Experiments and modeling of fluidized bed steam-biomass char gasification with a red-mud oxygen carrier at particle scale for chemical looping

Abstract

Chemical Looping Combustion (CLC) of biomass provides a low-cost way for CO2 negative emission. It creates complex multi-component flows including solids of oxygen carrier and fuel, and gasses of steam and/or CO2 as well as other gasification products. Experiments and modeling of steam-gasification of biomass char were investigated using a low-cost red mud as oxygen carrier materials. Effects of temperature, steam concentration, H2 inhibition on chemical reaction kinetics and mass transfer were experimentally investigated and modeled.

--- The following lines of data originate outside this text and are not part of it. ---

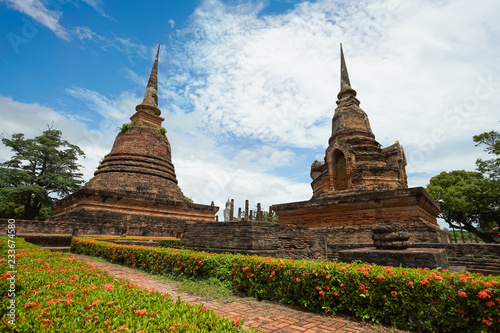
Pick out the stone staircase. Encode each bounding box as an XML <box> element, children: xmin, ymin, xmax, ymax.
<box><xmin>448</xmin><ymin>258</ymin><xmax>500</xmax><ymax>276</ymax></box>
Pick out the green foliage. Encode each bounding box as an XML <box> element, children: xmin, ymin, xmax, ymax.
<box><xmin>262</xmin><ymin>211</ymin><xmax>279</xmax><ymax>223</ymax></box>
<box><xmin>71</xmin><ymin>237</ymin><xmax>500</xmax><ymax>332</ymax></box>
<box><xmin>156</xmin><ymin>127</ymin><xmax>167</xmax><ymax>135</ymax></box>
<box><xmin>0</xmin><ymin>127</ymin><xmax>85</xmax><ymax>219</ymax></box>
<box><xmin>119</xmin><ymin>121</ymin><xmax>145</xmax><ymax>134</ymax></box>
<box><xmin>185</xmin><ymin>196</ymin><xmax>194</xmax><ymax>203</ymax></box>
<box><xmin>158</xmin><ymin>239</ymin><xmax>181</xmax><ymax>248</ymax></box>
<box><xmin>0</xmin><ymin>237</ymin><xmax>253</xmax><ymax>332</ymax></box>
<box><xmin>474</xmin><ymin>129</ymin><xmax>500</xmax><ymax>180</ymax></box>
<box><xmin>427</xmin><ymin>171</ymin><xmax>497</xmax><ymax>243</ymax></box>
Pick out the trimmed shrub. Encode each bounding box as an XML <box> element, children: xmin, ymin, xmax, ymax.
<box><xmin>158</xmin><ymin>239</ymin><xmax>181</xmax><ymax>248</ymax></box>
<box><xmin>71</xmin><ymin>237</ymin><xmax>500</xmax><ymax>332</ymax></box>
<box><xmin>0</xmin><ymin>237</ymin><xmax>254</xmax><ymax>332</ymax></box>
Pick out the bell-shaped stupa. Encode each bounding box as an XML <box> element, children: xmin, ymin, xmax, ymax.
<box><xmin>51</xmin><ymin>45</ymin><xmax>218</xmax><ymax>237</ymax></box>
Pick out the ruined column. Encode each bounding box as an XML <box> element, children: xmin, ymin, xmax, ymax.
<box><xmin>268</xmin><ymin>206</ymin><xmax>274</xmax><ymax>223</ymax></box>
<box><xmin>230</xmin><ymin>199</ymin><xmax>234</xmax><ymax>221</ymax></box>
<box><xmin>249</xmin><ymin>210</ymin><xmax>253</xmax><ymax>220</ymax></box>
<box><xmin>245</xmin><ymin>200</ymin><xmax>249</xmax><ymax>220</ymax></box>
<box><xmin>238</xmin><ymin>207</ymin><xmax>242</xmax><ymax>220</ymax></box>
<box><xmin>257</xmin><ymin>203</ymin><xmax>262</xmax><ymax>221</ymax></box>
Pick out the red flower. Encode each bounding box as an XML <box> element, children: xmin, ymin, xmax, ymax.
<box><xmin>24</xmin><ymin>302</ymin><xmax>40</xmax><ymax>309</ymax></box>
<box><xmin>478</xmin><ymin>289</ymin><xmax>492</xmax><ymax>299</ymax></box>
<box><xmin>296</xmin><ymin>277</ymin><xmax>300</xmax><ymax>283</ymax></box>
<box><xmin>407</xmin><ymin>281</ymin><xmax>414</xmax><ymax>286</ymax></box>
<box><xmin>101</xmin><ymin>284</ymin><xmax>114</xmax><ymax>290</ymax></box>
<box><xmin>482</xmin><ymin>317</ymin><xmax>492</xmax><ymax>326</ymax></box>
<box><xmin>486</xmin><ymin>300</ymin><xmax>495</xmax><ymax>307</ymax></box>
<box><xmin>420</xmin><ymin>278</ymin><xmax>430</xmax><ymax>285</ymax></box>
<box><xmin>456</xmin><ymin>308</ymin><xmax>464</xmax><ymax>314</ymax></box>
<box><xmin>135</xmin><ymin>309</ymin><xmax>146</xmax><ymax>316</ymax></box>
<box><xmin>458</xmin><ymin>290</ymin><xmax>467</xmax><ymax>297</ymax></box>
<box><xmin>232</xmin><ymin>318</ymin><xmax>241</xmax><ymax>327</ymax></box>
<box><xmin>391</xmin><ymin>291</ymin><xmax>397</xmax><ymax>296</ymax></box>
<box><xmin>377</xmin><ymin>275</ymin><xmax>384</xmax><ymax>280</ymax></box>
<box><xmin>326</xmin><ymin>275</ymin><xmax>331</xmax><ymax>279</ymax></box>
<box><xmin>359</xmin><ymin>284</ymin><xmax>368</xmax><ymax>294</ymax></box>
<box><xmin>107</xmin><ymin>301</ymin><xmax>116</xmax><ymax>307</ymax></box>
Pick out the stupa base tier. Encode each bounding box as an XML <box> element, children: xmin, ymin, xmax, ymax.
<box><xmin>272</xmin><ymin>187</ymin><xmax>450</xmax><ymax>244</ymax></box>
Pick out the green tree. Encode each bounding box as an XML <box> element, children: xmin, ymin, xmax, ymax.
<box><xmin>0</xmin><ymin>127</ymin><xmax>85</xmax><ymax>220</ymax></box>
<box><xmin>427</xmin><ymin>170</ymin><xmax>498</xmax><ymax>243</ymax></box>
<box><xmin>474</xmin><ymin>129</ymin><xmax>500</xmax><ymax>179</ymax></box>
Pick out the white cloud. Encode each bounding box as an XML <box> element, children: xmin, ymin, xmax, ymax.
<box><xmin>75</xmin><ymin>26</ymin><xmax>103</xmax><ymax>41</ymax></box>
<box><xmin>65</xmin><ymin>87</ymin><xmax>137</xmax><ymax>121</ymax></box>
<box><xmin>166</xmin><ymin>0</ymin><xmax>500</xmax><ymax>189</ymax></box>
<box><xmin>169</xmin><ymin>19</ymin><xmax>175</xmax><ymax>28</ymax></box>
<box><xmin>0</xmin><ymin>95</ymin><xmax>106</xmax><ymax>182</ymax></box>
<box><xmin>1</xmin><ymin>0</ymin><xmax>70</xmax><ymax>39</ymax></box>
<box><xmin>80</xmin><ymin>0</ymin><xmax>109</xmax><ymax>18</ymax></box>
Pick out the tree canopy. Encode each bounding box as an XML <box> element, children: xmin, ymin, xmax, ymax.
<box><xmin>0</xmin><ymin>127</ymin><xmax>85</xmax><ymax>220</ymax></box>
<box><xmin>427</xmin><ymin>129</ymin><xmax>500</xmax><ymax>243</ymax></box>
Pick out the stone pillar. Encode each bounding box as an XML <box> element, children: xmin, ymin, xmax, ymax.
<box><xmin>257</xmin><ymin>203</ymin><xmax>262</xmax><ymax>221</ymax></box>
<box><xmin>249</xmin><ymin>210</ymin><xmax>253</xmax><ymax>220</ymax></box>
<box><xmin>268</xmin><ymin>206</ymin><xmax>274</xmax><ymax>223</ymax></box>
<box><xmin>238</xmin><ymin>208</ymin><xmax>242</xmax><ymax>220</ymax></box>
<box><xmin>245</xmin><ymin>200</ymin><xmax>249</xmax><ymax>220</ymax></box>
<box><xmin>230</xmin><ymin>199</ymin><xmax>234</xmax><ymax>221</ymax></box>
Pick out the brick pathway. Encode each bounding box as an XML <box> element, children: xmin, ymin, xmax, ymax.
<box><xmin>72</xmin><ymin>254</ymin><xmax>406</xmax><ymax>333</ymax></box>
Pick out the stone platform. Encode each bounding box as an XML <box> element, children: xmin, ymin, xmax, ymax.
<box><xmin>338</xmin><ymin>247</ymin><xmax>450</xmax><ymax>269</ymax></box>
<box><xmin>271</xmin><ymin>187</ymin><xmax>450</xmax><ymax>244</ymax></box>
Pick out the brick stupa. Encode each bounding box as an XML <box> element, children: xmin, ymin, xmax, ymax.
<box><xmin>272</xmin><ymin>45</ymin><xmax>449</xmax><ymax>244</ymax></box>
<box><xmin>51</xmin><ymin>46</ymin><xmax>218</xmax><ymax>237</ymax></box>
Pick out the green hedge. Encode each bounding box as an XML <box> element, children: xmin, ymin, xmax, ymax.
<box><xmin>71</xmin><ymin>237</ymin><xmax>500</xmax><ymax>332</ymax></box>
<box><xmin>158</xmin><ymin>239</ymin><xmax>181</xmax><ymax>248</ymax></box>
<box><xmin>0</xmin><ymin>237</ymin><xmax>254</xmax><ymax>332</ymax></box>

A self-designed macro-TGA was used to detect its oxidization kinetics under isothermal conditions. The red mud oxygen carrier reduced inhibitory effect of H2 on carbon reaction, thus enhancing char conversion remarkably. With the neglect of the external mass limitation on char conversion, the reaction kinetics during reduction process was calculated by an experimentally-fitted function, expressing the char conversion. Pore structure evolution during the char conversion on kinetics was considered and its function was obtained based on the experimental results. The radial gas profiles under the bed of red mud particles by the solution of interparticle and external mass transfer coupled with the kinetics of char gasification were obtained, revealing the whole process of char conversion in CLC process. A semi-empirical kinetic model, including both of chemical and diffusion processes, provided a good insight of oxidation reaction kinetics, which was proven to be better than the classic models. The experimental data and modeling results got high agreement in both reduction and oxidation reactions.